This pan de muerto is a version of the bread made for the November 2 celebration known as Día de los Muertos (Day of the Dead) in Mexico. You can also mold the bread into different shapes like angels and animals.
Prep Time::25 mins
Cook Time::45 mins
Additional Time:: 2 hrs
Total Time:: 3 hrs 10 mins
Servings::12
Yield::1 large round loaf
Ingredients
Bread:
¼ cup milk
¼ cup butter or margarine
¼ cup warm water (110 degrees F/45 degrees C)
3 cups all-purpose flour
¼ cup white sugar
2 teaspoons anise seed
1 ¼ teaspoons active dry yeast
½ teaspoon salt
2 large eggs, beaten
1 tablespoon orange zest
Glaze:
¼ cup white sugar
¼ cup orange juice
2 teaspoons orange zest
2 tablespoons white sugar
Directions
Gather the ingredients.
To make the bread: Heat milk and butter in a medium saucepan over low heat until butter melts. Remove from heat and add warm water. Mixture should be around 110 degrees F (43 degrees C).
Combine 1 cup flour, sugar, anise seed, yeast, and salt in a large bowl. Beat in warm milk mixture, then add eggs and orange zest; beat until well combined.
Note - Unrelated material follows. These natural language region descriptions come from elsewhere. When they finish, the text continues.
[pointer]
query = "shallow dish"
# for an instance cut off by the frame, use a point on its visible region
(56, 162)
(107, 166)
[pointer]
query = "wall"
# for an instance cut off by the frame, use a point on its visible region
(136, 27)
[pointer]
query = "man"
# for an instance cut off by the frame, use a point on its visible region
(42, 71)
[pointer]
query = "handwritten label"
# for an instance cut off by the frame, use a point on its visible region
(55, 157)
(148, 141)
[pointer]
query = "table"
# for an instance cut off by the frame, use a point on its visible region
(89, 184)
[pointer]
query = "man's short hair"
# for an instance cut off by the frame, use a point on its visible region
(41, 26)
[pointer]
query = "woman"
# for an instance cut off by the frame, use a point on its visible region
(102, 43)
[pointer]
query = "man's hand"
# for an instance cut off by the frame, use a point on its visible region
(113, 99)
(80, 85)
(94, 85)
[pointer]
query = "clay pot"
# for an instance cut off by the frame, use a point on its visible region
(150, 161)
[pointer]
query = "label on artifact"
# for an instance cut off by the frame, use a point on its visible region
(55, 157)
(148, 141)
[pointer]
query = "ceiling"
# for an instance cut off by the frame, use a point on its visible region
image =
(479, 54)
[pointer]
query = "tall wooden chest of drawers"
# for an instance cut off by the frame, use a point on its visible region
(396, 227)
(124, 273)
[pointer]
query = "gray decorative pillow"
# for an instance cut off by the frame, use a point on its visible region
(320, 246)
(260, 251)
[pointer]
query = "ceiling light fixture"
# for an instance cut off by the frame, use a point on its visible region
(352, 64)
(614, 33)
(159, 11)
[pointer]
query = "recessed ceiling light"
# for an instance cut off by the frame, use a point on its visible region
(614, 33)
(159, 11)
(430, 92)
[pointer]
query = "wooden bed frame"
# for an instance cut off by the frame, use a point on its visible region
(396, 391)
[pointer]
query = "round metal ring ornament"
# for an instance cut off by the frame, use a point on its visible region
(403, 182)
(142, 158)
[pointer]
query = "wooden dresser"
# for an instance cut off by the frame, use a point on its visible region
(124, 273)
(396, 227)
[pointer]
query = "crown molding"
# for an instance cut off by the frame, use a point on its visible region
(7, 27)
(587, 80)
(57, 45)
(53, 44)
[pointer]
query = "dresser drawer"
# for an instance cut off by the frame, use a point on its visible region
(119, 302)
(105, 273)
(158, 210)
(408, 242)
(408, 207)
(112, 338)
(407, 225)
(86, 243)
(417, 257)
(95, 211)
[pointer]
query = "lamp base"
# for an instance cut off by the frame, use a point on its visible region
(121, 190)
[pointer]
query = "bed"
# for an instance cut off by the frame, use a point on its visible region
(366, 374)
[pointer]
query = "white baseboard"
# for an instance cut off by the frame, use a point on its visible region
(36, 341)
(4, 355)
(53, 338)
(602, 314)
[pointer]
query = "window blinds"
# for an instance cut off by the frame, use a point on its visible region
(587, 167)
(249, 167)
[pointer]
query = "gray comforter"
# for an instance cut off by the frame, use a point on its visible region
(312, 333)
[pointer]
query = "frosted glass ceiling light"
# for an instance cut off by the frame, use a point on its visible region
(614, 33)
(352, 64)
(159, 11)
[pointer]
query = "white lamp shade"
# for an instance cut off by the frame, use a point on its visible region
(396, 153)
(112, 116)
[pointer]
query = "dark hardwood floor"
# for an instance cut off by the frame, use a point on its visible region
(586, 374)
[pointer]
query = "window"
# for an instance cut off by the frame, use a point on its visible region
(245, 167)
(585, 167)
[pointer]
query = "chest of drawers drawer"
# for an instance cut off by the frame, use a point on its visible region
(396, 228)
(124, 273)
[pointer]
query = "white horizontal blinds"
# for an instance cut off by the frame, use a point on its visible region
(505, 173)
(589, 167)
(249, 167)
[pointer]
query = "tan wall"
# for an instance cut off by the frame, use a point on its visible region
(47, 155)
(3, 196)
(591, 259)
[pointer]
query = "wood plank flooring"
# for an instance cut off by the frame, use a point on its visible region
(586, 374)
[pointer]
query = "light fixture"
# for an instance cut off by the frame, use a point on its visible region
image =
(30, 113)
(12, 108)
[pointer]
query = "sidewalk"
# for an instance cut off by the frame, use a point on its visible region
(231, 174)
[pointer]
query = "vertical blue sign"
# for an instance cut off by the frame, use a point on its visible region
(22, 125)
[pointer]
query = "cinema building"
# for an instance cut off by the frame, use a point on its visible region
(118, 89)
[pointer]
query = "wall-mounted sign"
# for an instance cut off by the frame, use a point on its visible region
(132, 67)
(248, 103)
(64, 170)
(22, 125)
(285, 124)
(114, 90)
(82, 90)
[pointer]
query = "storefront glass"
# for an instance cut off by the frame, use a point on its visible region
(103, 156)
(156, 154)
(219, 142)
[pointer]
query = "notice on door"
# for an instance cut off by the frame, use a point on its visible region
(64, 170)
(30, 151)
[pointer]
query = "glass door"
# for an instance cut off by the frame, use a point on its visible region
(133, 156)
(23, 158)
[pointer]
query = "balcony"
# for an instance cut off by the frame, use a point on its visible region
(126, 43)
Stir in 1/2 cup flour and continue adding more flour until dough is soft.
Turn dough out onto a lightly floured surface; knead until smooth and elastic. Place dough into a lightly greased bowl. Cover with plastic wrap and let rise in a warm place until doubled in size, 1 to 2 hours.
Punch dough down and shape into a large round loaf with a round knob on top. Place dough onto a baking sheet; loosely cover with plastic wrap. Let rise in a warm place until just about doubled in size, about 1 hour.
Preheat the oven to 350 degrees F (175 degrees C). Bake in the preheated oven until golden brown, 35 to 45 minutes. Cool slightly before brushing with glaze.
To make the glaze: Combine 1/4 cup sugar, orange juice, and orange zest in a small saucepan. Bring to a boil over medium heat and boil for 2 minutes.
Brush glaze over top of warm bread. Sprinkle with 2 tablespoons sugar.